You might want to make a distribution-list of all the email-addresses found in a textfile (or group of files/folders, using the batch processing feature). Or maybe trace back the web links you mentioned in a letter. Or find a certain phonenumber in a bunch of email backups. Or the activation code of a program.
Also: you might have an unknown file (or one labelled with the wrong type) and you wish to restore its proper file-type.
(eg: dragging on the desktop an image off your browser, it got saved as HTML instead of JPG)
Or: a file is marked "system" - and whenever you try to copy or move it, you're asked a boring prompt of confirmation.
(eg: folders' hidden album pictures, which cannot even be un-hidden, or the thumbs.db)
WinSieve can take care of all that. And while it's frisking, it can also..
Some files (Powerpoints, Word documents, thumbs.db, Visual Basic forms and many more) may contain images or sounds, and possibly other embedded stuff.
WinSieve can inspect their contents with its powerful filetype-recognition system, and attempt to extract any embedded data as separate stand-alone files.

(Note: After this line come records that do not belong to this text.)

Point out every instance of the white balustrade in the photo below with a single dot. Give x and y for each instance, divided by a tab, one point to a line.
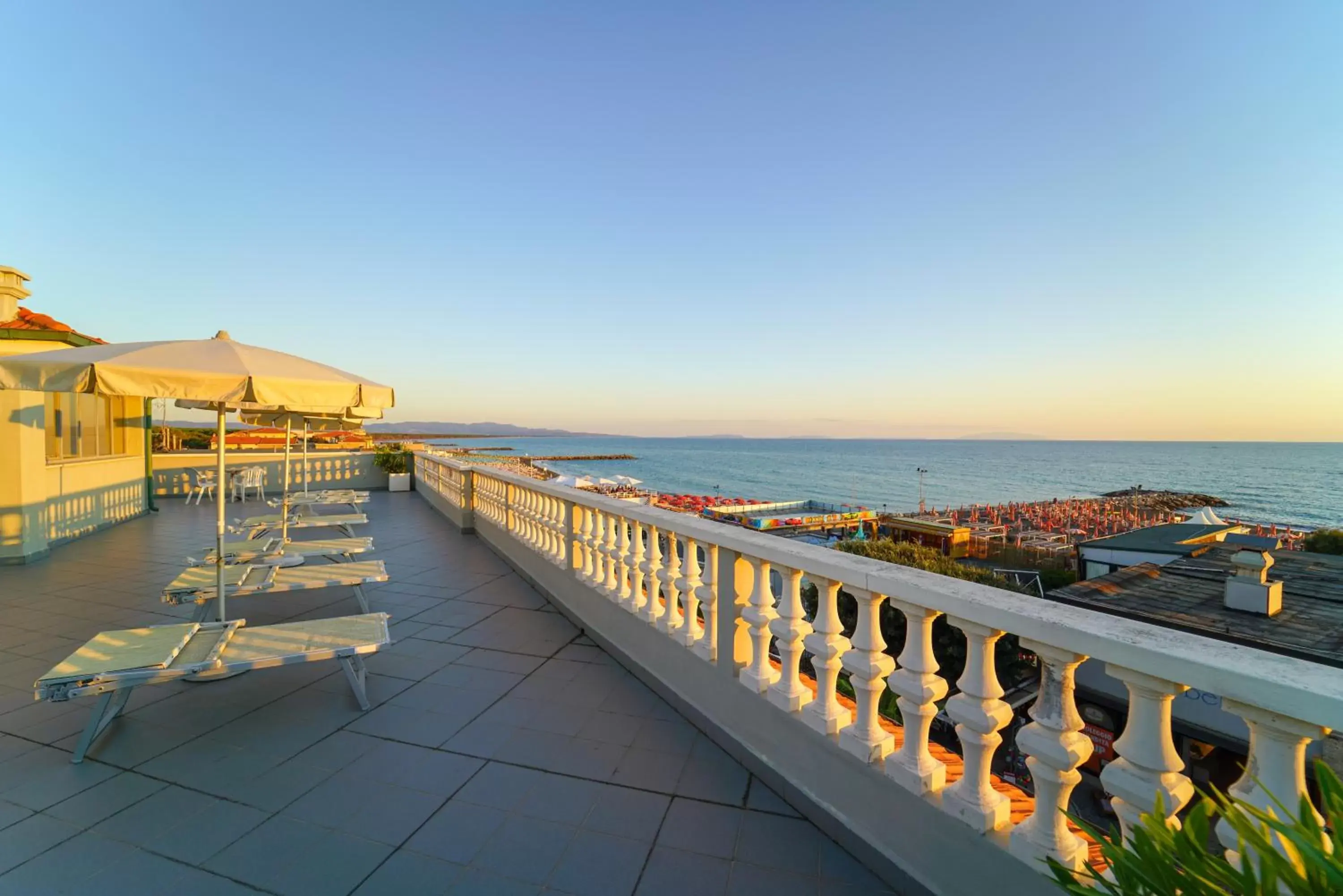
979	714
1149	764
691	585
919	688
612	584
652	569
759	674
868	667
586	541
790	628
672	617
1275	772
628	554
707	596
638	570
1055	746
622	555
828	647
598	549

Some of them may have glitches (ie: a sound may be truncated, or end with a few jiffies of white noise), however I'm already thinking of workarounds to better determine the proper end of the files. And GIFs and JPGs already get trimmed down to their correct size.
WinSieve is in no way an alternative to WinZIP or WinRAR, nor to the programs that generated those documents. As a matter of fact sometimes those embeddings are compressed, or splitted in blocks, making them only partially extractable or not readable at all, but.. hey, you can't blame the picklock if it breaks the door, or if it can't open a safe!
Also, fact it looks like some type of file doesn't necessarily mean it is that type of file: recognition is based on file headers (up to 16 bytes), so "false positives" may well happen. That is why by default only certain types of files will be extracted - but as always you can change that to suit your needs.
RE-GROUPING FILES AND/OR FOLDERS
You could do this yourself, sure, but WinSieve is faster and just as accurate as you'd be. Here's an example of regrouping by 3:
OR |
By default the original files and folders remain where they are, and a re-grouped copy of them is generated.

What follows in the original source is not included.